The previous quota regulation
Both countries formed a trade agreement in 2002 for to automotive sector which relied on tax-free quotas. The last change to the agreement has been made in 2015 which is when the free trade agreement was supposed to begin. However, the quotas remained for another 5 years while their value rose by 3% each year. In the last 12 months, between March 2018 and March 2019, the quota equalled 1,7 Billion US-Dollar for each country.

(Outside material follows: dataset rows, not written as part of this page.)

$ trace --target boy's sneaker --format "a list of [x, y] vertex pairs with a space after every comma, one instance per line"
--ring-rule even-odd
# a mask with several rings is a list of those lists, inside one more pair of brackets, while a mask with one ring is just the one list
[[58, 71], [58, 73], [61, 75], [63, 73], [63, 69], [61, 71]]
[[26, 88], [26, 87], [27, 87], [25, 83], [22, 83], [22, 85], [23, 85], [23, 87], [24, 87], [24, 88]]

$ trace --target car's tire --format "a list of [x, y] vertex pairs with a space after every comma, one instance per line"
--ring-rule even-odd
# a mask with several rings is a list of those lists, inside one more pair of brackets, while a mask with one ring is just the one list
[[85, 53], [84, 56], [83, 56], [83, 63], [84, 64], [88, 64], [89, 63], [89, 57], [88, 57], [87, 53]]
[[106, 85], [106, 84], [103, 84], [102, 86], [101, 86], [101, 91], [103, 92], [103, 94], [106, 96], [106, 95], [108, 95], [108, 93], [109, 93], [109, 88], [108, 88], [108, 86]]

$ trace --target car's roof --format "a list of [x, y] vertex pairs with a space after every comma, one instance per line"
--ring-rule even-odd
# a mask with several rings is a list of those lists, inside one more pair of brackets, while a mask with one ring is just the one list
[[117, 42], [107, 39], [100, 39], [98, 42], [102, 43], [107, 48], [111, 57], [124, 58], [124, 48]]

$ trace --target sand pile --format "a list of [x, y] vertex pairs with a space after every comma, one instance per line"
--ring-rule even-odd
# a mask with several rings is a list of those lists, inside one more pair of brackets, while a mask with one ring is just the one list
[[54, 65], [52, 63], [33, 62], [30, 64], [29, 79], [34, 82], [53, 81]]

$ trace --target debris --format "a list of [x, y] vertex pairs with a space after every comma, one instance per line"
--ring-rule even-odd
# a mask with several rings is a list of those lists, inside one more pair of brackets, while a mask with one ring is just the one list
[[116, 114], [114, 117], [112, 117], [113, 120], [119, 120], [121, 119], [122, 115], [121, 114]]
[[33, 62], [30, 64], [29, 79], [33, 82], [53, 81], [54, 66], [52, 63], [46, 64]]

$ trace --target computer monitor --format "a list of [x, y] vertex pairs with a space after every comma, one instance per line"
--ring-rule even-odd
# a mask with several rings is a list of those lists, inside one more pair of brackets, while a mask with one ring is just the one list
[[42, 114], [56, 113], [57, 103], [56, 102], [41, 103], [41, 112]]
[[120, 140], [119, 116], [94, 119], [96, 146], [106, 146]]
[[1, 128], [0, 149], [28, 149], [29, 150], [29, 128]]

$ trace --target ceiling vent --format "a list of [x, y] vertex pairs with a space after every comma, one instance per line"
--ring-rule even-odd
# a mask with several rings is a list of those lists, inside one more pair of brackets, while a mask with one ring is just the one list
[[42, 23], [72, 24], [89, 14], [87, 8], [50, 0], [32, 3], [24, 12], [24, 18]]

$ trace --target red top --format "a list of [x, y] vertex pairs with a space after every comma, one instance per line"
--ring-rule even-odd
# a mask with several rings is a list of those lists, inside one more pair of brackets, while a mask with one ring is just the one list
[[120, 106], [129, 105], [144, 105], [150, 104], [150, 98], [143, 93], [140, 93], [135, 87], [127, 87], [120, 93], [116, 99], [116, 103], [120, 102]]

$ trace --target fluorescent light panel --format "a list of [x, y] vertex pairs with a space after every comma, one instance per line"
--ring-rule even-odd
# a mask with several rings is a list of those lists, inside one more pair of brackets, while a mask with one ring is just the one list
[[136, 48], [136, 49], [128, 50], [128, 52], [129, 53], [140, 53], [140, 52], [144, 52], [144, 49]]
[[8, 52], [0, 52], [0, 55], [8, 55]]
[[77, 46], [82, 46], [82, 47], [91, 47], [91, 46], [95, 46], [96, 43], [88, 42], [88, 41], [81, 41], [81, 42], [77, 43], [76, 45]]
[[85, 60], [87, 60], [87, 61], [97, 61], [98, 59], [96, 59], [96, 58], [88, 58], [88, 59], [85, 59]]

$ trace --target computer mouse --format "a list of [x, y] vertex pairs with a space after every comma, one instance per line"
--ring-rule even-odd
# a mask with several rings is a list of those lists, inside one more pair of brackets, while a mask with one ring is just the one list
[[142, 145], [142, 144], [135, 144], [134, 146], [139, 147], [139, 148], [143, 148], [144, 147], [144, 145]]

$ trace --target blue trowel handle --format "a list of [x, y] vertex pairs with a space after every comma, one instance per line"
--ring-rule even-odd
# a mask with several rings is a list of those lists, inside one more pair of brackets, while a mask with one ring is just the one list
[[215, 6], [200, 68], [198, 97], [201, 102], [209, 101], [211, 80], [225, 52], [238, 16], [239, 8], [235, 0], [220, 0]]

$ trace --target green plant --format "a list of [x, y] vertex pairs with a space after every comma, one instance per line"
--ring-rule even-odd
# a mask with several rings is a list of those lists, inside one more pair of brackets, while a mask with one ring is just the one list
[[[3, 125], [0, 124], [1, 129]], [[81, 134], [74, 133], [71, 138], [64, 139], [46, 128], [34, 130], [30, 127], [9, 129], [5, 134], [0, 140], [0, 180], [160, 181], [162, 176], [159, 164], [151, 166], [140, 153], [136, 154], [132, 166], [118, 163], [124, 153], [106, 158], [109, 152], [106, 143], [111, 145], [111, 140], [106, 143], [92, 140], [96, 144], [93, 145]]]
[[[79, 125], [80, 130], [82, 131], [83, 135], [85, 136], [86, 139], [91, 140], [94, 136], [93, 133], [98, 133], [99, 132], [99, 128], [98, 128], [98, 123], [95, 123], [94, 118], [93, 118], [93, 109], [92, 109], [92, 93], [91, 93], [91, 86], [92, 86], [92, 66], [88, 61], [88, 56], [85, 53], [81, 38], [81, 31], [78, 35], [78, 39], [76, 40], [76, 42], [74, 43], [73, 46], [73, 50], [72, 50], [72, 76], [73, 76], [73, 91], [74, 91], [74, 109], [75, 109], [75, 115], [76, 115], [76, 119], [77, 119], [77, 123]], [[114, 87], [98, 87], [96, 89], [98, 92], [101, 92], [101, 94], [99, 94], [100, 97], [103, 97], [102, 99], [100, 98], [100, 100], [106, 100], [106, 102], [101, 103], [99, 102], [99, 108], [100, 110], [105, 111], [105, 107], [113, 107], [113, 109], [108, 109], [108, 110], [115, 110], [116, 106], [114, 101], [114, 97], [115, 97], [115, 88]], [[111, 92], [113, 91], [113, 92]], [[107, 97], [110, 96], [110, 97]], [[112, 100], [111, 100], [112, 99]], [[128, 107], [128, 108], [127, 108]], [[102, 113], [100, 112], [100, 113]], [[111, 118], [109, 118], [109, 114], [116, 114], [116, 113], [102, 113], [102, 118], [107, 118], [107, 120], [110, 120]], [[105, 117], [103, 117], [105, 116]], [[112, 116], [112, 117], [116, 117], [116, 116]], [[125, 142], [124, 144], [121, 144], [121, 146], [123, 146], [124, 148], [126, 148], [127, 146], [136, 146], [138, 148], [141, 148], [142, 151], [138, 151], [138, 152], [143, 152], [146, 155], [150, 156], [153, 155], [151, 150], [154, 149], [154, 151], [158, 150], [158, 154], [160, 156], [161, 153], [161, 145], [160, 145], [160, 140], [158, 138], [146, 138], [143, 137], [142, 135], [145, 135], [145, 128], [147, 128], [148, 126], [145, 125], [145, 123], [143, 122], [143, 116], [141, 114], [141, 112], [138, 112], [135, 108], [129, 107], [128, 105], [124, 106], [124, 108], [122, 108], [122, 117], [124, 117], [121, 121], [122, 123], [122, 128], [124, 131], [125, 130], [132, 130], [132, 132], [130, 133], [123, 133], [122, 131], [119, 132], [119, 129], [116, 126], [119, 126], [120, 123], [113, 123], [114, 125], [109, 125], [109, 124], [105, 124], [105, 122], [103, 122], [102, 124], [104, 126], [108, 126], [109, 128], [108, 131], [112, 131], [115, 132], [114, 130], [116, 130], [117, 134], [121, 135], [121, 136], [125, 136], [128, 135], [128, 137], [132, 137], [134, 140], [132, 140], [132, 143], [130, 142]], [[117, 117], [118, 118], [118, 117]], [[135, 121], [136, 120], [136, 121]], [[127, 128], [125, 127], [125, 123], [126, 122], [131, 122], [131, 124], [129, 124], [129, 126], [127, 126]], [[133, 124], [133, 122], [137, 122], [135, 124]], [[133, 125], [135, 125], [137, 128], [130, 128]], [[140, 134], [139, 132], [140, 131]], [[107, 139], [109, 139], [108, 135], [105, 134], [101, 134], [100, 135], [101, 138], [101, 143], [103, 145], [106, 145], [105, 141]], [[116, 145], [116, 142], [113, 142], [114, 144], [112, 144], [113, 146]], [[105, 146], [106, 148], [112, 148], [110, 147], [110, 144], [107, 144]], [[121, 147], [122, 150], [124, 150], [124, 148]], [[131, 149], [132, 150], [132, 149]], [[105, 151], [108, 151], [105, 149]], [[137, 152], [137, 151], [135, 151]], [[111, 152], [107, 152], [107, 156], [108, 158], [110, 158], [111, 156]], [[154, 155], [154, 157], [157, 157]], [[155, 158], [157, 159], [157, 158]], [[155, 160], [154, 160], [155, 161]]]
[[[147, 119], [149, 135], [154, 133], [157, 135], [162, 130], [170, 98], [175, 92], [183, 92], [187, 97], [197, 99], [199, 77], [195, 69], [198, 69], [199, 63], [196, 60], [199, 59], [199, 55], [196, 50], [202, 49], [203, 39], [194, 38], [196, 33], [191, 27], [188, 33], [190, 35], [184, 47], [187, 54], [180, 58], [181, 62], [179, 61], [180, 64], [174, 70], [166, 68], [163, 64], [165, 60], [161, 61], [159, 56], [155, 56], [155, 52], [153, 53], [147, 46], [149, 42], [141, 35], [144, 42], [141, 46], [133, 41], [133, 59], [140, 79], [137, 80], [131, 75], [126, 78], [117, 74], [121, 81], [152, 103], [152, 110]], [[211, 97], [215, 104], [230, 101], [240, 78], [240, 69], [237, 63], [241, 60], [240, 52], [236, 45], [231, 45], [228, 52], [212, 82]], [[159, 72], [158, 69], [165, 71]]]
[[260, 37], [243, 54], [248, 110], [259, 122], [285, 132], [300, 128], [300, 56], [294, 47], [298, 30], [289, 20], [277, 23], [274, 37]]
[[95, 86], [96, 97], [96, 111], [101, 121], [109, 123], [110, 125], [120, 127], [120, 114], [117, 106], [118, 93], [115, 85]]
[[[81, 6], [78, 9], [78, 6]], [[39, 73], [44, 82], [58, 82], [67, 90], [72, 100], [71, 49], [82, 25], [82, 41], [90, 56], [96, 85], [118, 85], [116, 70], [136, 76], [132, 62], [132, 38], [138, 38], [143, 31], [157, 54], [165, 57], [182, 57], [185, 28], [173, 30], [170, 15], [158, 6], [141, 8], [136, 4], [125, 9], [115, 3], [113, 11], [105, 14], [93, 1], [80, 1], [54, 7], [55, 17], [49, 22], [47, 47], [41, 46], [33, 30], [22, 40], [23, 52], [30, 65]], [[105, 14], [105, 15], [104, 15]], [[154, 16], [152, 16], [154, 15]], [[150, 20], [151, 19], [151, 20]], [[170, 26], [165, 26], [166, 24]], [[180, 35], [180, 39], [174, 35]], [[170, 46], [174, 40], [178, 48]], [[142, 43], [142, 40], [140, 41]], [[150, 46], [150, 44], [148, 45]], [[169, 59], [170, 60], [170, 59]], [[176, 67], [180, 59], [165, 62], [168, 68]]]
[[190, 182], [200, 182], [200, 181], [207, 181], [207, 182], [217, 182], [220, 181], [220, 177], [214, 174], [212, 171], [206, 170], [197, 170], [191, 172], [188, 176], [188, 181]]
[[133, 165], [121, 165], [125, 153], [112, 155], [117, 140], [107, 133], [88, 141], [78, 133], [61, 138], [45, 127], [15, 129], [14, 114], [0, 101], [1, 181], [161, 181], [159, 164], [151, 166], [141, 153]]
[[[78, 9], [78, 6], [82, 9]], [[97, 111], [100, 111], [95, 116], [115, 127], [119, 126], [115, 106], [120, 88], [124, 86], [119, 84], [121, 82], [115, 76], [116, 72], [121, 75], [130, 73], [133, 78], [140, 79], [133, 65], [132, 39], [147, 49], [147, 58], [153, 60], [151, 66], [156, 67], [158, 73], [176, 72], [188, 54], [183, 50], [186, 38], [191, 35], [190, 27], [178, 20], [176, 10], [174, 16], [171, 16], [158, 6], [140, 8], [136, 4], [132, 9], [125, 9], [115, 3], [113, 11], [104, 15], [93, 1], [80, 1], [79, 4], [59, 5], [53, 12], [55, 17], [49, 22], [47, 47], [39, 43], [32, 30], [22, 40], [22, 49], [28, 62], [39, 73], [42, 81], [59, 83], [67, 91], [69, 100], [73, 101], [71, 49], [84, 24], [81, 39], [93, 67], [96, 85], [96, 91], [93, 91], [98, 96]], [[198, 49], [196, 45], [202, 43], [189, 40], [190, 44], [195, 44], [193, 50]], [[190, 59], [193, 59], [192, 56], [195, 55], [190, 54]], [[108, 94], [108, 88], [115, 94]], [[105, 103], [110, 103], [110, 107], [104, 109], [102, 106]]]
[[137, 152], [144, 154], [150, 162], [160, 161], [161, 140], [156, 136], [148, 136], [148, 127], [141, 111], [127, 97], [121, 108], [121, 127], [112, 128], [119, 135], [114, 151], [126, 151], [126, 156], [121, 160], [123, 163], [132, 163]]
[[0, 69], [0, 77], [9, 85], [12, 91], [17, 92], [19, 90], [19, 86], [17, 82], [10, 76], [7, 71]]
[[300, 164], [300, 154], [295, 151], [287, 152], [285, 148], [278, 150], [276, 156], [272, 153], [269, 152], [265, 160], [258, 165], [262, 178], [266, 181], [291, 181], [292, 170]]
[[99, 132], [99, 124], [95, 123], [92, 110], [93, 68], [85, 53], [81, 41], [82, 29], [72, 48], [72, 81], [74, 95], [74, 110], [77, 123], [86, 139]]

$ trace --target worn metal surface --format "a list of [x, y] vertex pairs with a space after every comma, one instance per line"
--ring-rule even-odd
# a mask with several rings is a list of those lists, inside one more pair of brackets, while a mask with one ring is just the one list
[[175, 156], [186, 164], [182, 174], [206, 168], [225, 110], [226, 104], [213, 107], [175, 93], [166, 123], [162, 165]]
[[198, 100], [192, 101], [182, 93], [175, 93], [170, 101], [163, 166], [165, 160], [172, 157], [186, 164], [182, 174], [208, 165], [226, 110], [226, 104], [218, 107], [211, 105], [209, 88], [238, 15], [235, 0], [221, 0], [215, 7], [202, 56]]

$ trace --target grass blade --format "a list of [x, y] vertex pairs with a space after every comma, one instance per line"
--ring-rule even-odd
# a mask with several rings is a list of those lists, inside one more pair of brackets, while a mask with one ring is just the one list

Brazil`s fear of Mexico`s economic power
However, Brazil`s automotive sector prefers the previous quota regulation. The national association of car manufacturers Anfavea argued that the quota system has to stay in place for another three years because Brazil`s industry is much less competitive than Mexico`s. Moreover, Mexico is subdued to smaller internal tax burdens and profits from a more efficient infrastructure due to its economic ties to the US. Anfavea fears that parent companies are therefore more likely to invest in their Mexican subsidiaries than in Brazil.
“Let`s see how this affects investments. The companies will evaluate this new situation in order to make their decisions.”, Anfavea`s president Antonio Megale explained on Monday.
According to him, there is another issue with the definition of the local content (the origin of the parts used to build a vehicle). The previous regulation which ends today stated a minimum local content of 35%. This percentage is now raised to 40%.
“This topic should have been discussed last year but due to the regime change in both countries there was no such deal.”, said Megale.
The Brazilian industry fears that more and more parts used for building Mexican cars will now come from other countries. In contrast to the past where Brazil had a surplus, Brazil now imports more goods from Mexico than it exports.
Consequences of the Free Trade Agreement for Brazil
According to the Brazilian Ministry of Economics the effect of the free trade agreement will be zero on the short-term because with 14% the imported volumes from Brazil lie below the current quotas. The changes made by the agreement should only become visible once the economic activity picks up.
The cars imported from Mexico are of higher value, such as the Volkswagen Jetta and Tiguan, Chevorlet Tracker and Equinox, Ford Fusion, Audi Q5 and Nissan Sentra. Brazil in turn offers smaller models with lower values such as VW Gol, up!, Ka, Onix, Civic and EcosSport.
The transition to free trade will for now only apply to cars and other light vehicles. Starting in 2019, it will also apply to trucks and busses.
Free Trade with Argentina
Another source from the Ministry of Economics said that the agreement between both countries will also urge Argentina to partake in the free trade in the automotive sector. Just like the Mexican counterparts, Argentinian cars have a higher value than Brazilian cars.
The current Agreement with Argentina will be in place until 2020 and states that for every US-Dollar in cars or car parts 1,5 US-Dollars in cars or car parts can be exported without additional tolls.
Interestingly, the last months` negotiations have only been conducted between both countries` governments – without the inclusion of representatives of the automotive sector.